Smokey is a beautiful German Shepherd. He is an adult dog who is past his puppy stage and a bit calmer. He seemed to do well with other dogs as they walked by, and he was very well behaved on our walk, too. He responded well to the leash for someone of his size, and he didn’t jump up on people at all. Additionally, when Smokey was let into an interaction pen, he immediately went to the bathroom. In fact, he had to relieve himself quite badly once he finally did get out, so he could actually be housebroken already! Smokey doesn’t feel like a large dog in his gentle personality at all- though it was quite empowering to walk a big guy like him around the yard. He could gain a few pounds to get his body condition a bit higher. He has a beautiful coat that is every shade of brown and black- it looks different with every stride he takes. If you’d like to have a big dog that is gentler and past his rowdy years, please check out Smokey soon!
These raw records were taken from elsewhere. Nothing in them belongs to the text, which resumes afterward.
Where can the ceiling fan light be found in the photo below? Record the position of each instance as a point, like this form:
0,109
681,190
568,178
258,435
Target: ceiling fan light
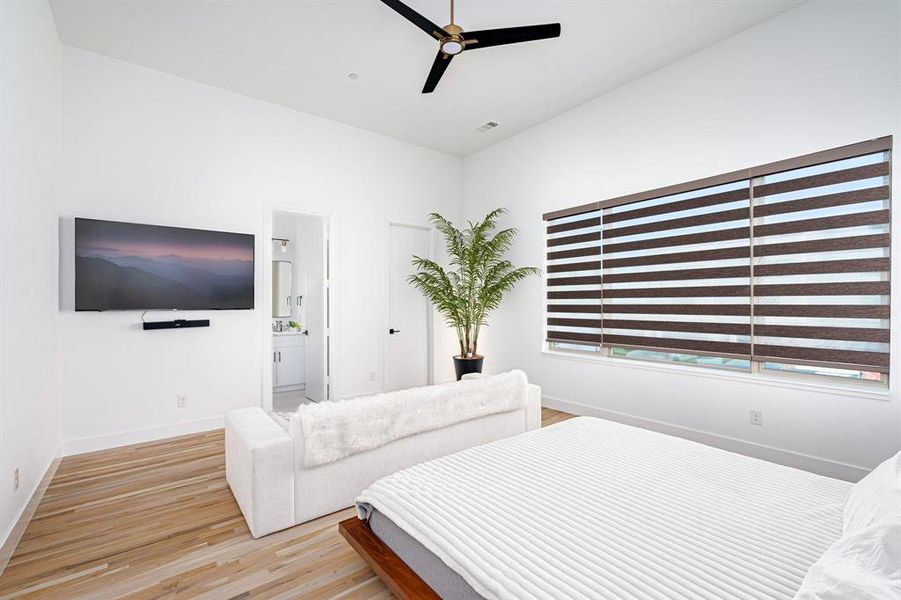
451,47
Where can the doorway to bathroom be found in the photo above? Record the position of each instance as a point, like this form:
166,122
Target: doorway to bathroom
300,299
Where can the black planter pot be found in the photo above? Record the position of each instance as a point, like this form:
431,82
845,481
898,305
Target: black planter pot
468,365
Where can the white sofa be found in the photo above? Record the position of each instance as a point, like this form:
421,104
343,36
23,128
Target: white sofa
266,470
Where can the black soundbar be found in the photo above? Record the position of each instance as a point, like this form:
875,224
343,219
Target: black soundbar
176,324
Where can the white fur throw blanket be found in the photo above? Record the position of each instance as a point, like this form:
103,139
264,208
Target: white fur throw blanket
335,430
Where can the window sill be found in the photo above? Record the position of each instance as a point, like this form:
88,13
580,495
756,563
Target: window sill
873,392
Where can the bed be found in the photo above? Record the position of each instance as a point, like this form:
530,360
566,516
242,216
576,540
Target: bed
590,508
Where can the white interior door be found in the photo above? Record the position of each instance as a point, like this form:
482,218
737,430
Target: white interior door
313,240
407,358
Shelter hours: Monday, Tuesday, Thursday, Friday, Saturday, and Sunday: 10am-4pm
Closed Wednesdays 
706 613-6540


----------



## shilohsmom (Jul 14, 2003)

Now that is one good looking dog!!!! I sure hope he can be saved!


----------



## BowWowMeow (May 7, 2007)

What a GORGEOUS dog!









Anyone?


----------



## Karin (Jan 4, 2008)

He is just stunning! I love his coloring! I hope someone can help this gentle giant!


----------



## lakota757 (Apr 10, 2008)

bump


----------



## elly1210 (Jan 4, 2009)

I love the dark sables...just gorgeous, I wish I could add another one to our mix but it would be too much, would love to have this boy


----------



## lakota757 (Apr 10, 2008)

> Originally Posted By: EllyI love the dark sables...just gorgeous, I wish I could add another one to our mix but it would be too much, would love to have this boy


Me too Elly! He is so very beautiful. I hope he can get help. This shelter is packed full right now. They are a high kill shelter. They work well with rescues though.


----------



## wsumner26 (Jan 27, 2006)

This guy is gorgeous!!


----------



## lakota757 (Apr 10, 2008)

Any help for the poor boy???


----------



## lakota757 (Apr 10, 2008)




----------



## BowWowMeow (May 7, 2007)

Bump for the handsome boy!


----------



## lakota757 (Apr 10, 2008)

I just called about Smokey. He does have a app. on him and I was told he also has a backup rescue. I will check back on him in a day or so and make sure he is safe.


----------



## elly1210 (Jan 4, 2009)

that is awesome, fingers crossed...so handsome


----------



## brt (Sep 16, 2008)

> Originally Posted By: lakota757I just called about Smokey. He does have a app. on him and I was told he also has a backup rescue. I will check back on him in a day or so and make sure he is safe.


Thanks for the update. The email I received on him said tomorrow is euth day.


----------



## ShepherdMania (Jun 17, 2008)

Fingers and paws crossed!


----------



## shilohsmom (Jul 14, 2003)

fingers and paws crossed here too!!


----------



## Jax08 (Feb 13, 2009)

bump


----------



## elly1210 (Jan 4, 2009)

any news, so many sables lately


----------



## lakota757 (Apr 10, 2008)

I will call about him right now and make sure he got out.


----------



## lakota757 (Apr 10, 2008)

Just talked to Kathy at ACC. This boy went home!! He was reclaimed by his owner!! YAY!!


----------



## Renoman (Apr 10, 2009)

woohooooooooo!!!


----------



## Karin (Jan 4, 2008)

Yaaayyy!! He did look like he had been well cared for.


----------